I'm writing a code meant to read a binary file and print the hex representation of its data as a csv, using NULL values as a separator. When looking at a file in a binary/hex viewer, it shows me this sequence as part of the file:
41 73 73 65 6d 62 6c 79 c8 2d 01 00 04 00 00 00 07 00 00 00 00
However, reading the file with this part of code:
with open(file_in, "rb") as f:
while (byte := f.read(1)):
h_value = hex(ord(byte))
h_value = ("0" + h_value[2:])[-2:]
#print(byte)
#print(h_value)
if h_value != '00':
data_read.append(h_value)
else:
data_read.append(h_value)
if data_read:
with open(file_out, 'a', newline = '') as c:
w = csv.writer(c)
w.writerow(data_read)
data_read = []
Gives me this for that section instead:
41,73,73,65,6d,62,6c,79,c3,88,2d,01,20,04,20,20,20,07,20,20,20,20
Which is relevant, because there are actual "20" values elsewhere in the file as data. Using the "print(byte)" and "print(h_value)" return b' '
and 20
respectively, which makes me think that it's Python reading the file wrong, not just the output being converted.
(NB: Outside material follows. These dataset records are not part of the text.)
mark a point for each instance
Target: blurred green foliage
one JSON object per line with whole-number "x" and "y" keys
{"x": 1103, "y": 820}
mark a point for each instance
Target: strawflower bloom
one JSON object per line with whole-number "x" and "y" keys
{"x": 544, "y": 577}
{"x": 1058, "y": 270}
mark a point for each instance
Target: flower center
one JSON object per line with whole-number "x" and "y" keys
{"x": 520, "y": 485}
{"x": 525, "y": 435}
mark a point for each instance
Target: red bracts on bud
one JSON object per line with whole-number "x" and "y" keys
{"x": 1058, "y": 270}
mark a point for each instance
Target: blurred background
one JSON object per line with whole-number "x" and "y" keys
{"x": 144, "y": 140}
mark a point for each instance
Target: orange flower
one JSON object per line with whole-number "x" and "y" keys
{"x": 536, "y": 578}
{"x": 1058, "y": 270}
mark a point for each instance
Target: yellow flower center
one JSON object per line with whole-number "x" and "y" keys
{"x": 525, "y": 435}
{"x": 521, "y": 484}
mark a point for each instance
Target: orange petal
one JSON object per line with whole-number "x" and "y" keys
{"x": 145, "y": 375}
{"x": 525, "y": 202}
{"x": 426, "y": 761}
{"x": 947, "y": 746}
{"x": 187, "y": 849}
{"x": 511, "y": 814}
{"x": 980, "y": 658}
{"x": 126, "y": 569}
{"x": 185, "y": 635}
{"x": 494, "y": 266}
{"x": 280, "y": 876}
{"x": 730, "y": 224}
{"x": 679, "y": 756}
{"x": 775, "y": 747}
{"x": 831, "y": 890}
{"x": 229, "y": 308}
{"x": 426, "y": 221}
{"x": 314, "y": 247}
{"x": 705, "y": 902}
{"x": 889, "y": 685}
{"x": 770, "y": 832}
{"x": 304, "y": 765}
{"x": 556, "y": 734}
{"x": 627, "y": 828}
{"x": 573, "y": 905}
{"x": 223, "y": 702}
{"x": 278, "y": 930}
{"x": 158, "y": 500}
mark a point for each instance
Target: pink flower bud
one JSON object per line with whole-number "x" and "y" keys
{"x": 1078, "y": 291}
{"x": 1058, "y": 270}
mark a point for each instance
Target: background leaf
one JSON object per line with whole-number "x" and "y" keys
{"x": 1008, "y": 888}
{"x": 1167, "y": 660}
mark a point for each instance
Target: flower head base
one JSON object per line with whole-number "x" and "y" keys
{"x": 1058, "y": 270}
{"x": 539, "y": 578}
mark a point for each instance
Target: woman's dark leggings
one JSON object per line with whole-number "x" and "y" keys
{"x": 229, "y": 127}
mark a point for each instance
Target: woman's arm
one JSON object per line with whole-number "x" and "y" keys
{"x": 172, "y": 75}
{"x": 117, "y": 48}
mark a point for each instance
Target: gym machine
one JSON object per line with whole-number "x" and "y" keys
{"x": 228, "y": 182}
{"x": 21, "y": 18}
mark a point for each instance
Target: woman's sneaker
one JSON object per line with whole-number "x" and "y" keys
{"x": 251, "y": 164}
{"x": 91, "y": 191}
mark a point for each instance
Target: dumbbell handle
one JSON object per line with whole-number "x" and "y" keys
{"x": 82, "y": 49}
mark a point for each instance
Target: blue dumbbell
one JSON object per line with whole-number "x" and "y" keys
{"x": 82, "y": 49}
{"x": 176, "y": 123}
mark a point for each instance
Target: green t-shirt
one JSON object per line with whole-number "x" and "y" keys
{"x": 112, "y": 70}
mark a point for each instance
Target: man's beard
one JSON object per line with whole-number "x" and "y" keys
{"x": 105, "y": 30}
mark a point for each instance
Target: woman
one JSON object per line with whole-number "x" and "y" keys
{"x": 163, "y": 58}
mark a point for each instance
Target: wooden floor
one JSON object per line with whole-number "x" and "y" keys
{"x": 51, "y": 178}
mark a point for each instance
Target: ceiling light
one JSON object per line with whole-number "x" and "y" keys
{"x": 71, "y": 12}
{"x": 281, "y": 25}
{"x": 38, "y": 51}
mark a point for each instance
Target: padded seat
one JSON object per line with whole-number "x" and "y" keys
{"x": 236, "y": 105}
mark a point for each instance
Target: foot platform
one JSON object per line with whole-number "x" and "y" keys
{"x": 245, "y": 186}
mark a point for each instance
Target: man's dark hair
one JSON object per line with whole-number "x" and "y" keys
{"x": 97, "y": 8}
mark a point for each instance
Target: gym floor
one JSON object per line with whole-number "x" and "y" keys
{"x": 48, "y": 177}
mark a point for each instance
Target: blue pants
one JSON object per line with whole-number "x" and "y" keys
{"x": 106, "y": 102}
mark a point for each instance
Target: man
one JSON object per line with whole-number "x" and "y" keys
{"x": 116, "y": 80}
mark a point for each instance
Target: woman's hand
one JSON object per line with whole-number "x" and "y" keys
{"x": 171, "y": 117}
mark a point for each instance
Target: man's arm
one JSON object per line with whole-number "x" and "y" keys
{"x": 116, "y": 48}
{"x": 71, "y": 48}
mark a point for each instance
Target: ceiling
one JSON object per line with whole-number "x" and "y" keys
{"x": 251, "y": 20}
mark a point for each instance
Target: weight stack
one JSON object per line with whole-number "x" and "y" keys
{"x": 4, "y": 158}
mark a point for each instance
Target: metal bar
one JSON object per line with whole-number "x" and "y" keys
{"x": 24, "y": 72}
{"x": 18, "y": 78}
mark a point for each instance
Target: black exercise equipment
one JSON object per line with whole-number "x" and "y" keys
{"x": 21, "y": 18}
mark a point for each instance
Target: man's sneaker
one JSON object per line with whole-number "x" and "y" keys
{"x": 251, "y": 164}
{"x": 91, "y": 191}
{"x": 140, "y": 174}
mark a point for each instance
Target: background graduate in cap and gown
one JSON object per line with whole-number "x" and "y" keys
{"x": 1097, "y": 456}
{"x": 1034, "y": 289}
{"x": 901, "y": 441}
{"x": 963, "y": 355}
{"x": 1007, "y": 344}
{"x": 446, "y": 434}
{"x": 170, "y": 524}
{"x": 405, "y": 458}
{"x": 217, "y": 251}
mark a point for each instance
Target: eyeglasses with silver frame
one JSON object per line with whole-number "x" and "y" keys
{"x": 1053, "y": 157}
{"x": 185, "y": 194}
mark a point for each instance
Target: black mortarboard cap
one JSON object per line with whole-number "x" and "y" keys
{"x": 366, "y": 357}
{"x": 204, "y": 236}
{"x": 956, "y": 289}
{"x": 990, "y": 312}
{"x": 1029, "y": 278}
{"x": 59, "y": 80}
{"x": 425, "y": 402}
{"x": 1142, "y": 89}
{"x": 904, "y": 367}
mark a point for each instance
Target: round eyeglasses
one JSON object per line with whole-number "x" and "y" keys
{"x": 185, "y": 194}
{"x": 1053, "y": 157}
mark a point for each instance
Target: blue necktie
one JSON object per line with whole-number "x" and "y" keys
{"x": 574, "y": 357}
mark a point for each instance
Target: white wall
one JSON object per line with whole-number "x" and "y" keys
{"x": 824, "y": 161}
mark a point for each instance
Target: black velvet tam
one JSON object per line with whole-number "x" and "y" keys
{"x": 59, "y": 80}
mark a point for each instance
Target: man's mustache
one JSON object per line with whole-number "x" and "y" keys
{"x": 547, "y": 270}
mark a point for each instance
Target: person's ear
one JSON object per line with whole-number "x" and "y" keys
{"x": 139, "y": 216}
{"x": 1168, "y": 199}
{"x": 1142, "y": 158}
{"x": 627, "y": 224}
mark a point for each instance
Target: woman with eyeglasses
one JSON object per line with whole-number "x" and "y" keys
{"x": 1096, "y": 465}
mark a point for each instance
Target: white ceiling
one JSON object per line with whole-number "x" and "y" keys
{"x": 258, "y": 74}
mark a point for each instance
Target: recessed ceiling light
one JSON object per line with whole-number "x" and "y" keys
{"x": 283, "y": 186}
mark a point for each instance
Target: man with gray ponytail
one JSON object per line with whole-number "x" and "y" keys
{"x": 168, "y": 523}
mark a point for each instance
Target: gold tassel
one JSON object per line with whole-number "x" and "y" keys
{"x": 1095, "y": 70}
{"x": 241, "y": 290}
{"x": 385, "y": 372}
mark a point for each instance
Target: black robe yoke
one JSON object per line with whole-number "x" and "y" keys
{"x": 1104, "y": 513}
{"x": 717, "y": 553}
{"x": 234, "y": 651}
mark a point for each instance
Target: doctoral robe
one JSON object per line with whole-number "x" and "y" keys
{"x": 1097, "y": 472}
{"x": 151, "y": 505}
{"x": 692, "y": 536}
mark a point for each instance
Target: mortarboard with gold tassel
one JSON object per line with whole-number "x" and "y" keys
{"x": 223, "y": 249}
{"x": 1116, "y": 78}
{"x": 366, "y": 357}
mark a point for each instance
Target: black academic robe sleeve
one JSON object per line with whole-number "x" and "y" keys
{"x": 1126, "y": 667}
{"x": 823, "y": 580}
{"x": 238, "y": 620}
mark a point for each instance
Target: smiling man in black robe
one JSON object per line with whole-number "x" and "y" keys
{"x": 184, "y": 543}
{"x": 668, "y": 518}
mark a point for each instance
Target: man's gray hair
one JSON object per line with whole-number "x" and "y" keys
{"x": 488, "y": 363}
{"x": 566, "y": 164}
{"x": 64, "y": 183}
Is there anything I can do to preserve these NULL values through the process?
Edit 1: Additional info, this is running Python 3.8.2 using IDLE. No idea if the compiler would make a difference for this, but I'm going to see if Visual Studio gives me different results. The binary viewer is simply named Binary Viewer, version 6.17.